The number of TAVI cases experienced has been reported to be negatively correlated with the incidence of complications and patient outcomes [26]. Our data further showed a correlation between the number of surgeries and duration of surgical procedure, but the length of surgical procedure did not affect 30-day survival or length of hospital stay. This may have interfered with the effect of operative time, as multiple factors other than team management skills are involved in postoperative outcomes. Conversely, since the amount of contrast medium used is involved in developing postoperative acute kidney injury, long-term follow-up may affect renal function [33]. Regarding myocardial escape enzymes, it has been reported that elevated troponin T levels show a weak association with postoperative left heart dysfunction and that elevated troponin I does not affect postoperative mortality [34, 35]. Elevated myocardial escape enzymes were also observed in our patients in the Early group, but the impact on life prognosis was unclear from our results.

Our study has several limitations. First, we only analyzed patients who underwent an isolated Sapien™ TAVI. Some of the skills used during the 15 excluded patients in the early group overlap with the study group. Second, in our country the first 25 cases will be carried out under the supervision of a proctor. We speculate that both of these facts may cause the number of cases required for a surgeon's proficiency as calculated from the learning curve to be underestimated. Next, the aortic valve opening area of patients tended to be smaller in the Early group than in the Late group. This is thought to be because TAVI was given priority to patients with severe AS when TAVI was started.
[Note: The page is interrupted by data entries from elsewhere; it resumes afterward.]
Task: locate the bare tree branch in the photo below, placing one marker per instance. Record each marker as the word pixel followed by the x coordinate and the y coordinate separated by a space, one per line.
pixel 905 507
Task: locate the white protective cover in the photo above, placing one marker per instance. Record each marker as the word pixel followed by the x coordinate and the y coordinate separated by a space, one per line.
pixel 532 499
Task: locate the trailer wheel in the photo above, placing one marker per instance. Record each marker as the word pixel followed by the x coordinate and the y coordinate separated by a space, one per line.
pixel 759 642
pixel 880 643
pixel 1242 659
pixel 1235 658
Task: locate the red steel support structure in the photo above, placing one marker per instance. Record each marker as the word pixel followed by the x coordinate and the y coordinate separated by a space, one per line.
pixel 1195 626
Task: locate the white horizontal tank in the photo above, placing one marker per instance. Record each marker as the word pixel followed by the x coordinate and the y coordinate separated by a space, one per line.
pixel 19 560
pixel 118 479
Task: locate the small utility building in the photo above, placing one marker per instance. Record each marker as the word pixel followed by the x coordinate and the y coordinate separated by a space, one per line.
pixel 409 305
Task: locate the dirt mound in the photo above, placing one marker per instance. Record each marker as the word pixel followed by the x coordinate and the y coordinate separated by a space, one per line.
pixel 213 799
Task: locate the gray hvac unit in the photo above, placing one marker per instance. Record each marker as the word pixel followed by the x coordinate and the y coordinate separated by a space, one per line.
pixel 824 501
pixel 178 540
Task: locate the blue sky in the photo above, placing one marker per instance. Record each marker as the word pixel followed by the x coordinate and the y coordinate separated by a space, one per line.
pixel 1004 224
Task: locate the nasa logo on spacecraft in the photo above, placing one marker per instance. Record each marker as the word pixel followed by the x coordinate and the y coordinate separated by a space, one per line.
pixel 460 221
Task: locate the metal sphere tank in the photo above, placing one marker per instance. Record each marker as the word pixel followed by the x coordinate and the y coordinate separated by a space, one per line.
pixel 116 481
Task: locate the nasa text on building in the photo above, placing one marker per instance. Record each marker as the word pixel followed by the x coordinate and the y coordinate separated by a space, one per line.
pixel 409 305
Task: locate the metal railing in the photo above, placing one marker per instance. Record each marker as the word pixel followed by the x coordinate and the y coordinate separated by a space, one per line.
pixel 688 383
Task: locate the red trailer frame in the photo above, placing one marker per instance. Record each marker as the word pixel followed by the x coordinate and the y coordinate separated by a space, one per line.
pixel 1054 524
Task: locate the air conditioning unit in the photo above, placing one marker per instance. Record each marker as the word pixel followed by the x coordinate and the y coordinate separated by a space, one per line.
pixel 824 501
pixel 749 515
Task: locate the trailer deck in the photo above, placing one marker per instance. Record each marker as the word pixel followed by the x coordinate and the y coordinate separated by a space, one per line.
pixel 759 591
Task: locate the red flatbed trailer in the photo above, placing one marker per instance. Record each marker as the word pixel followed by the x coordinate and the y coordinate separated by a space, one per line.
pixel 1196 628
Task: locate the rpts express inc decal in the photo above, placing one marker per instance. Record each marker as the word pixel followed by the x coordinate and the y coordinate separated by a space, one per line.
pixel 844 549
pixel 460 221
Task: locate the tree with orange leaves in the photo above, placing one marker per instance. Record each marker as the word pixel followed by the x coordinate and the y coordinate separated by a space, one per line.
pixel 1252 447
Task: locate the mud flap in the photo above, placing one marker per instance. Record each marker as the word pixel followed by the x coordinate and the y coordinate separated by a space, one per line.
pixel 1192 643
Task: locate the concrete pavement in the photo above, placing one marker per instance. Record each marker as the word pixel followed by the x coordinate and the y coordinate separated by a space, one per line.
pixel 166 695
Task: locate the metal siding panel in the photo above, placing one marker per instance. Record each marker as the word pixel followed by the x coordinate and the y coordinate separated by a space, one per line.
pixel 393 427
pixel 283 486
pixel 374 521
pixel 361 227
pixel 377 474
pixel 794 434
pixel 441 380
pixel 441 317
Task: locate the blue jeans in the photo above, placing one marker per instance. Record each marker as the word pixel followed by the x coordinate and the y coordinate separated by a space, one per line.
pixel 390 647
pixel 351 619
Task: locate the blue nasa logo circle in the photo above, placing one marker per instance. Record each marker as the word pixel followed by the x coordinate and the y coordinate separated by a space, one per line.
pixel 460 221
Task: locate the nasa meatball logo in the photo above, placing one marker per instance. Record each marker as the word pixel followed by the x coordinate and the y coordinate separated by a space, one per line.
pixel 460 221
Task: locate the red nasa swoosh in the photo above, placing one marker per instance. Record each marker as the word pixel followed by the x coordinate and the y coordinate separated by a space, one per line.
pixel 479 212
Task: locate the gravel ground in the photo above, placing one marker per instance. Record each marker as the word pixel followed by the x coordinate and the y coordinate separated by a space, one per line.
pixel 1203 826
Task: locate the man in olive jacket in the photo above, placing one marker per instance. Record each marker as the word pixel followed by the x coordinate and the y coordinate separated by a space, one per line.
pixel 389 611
Therefore, it is possible that the TAVI procedure in the Early group became more difficult. However, since the correlation between the TAVI procedure time and the aortic valve opening area was low, we believe this bias in the patient background has little effect on the results. While these biases might have an effect on the exact number of cases, observation of a plateauing of the reduction in TAVI procedure time remains a valid measure of the maturity of the operator’s skills.

Conclusion

The number of cases required for surgeon proficiency in TAVI using Sapien™ was 43 cases. Compared to the Early group, patients in the Late group required less contrast medium and received less radiation during surgery, and the fluoroscopy time was shorter. In addition, the postoperative elevation of myocardial escape enzymes was significantly lower in the Late group. This number of cases may serve as a guideline for switching the anesthesia management of TAVI from general anesthesia to local anesthesia.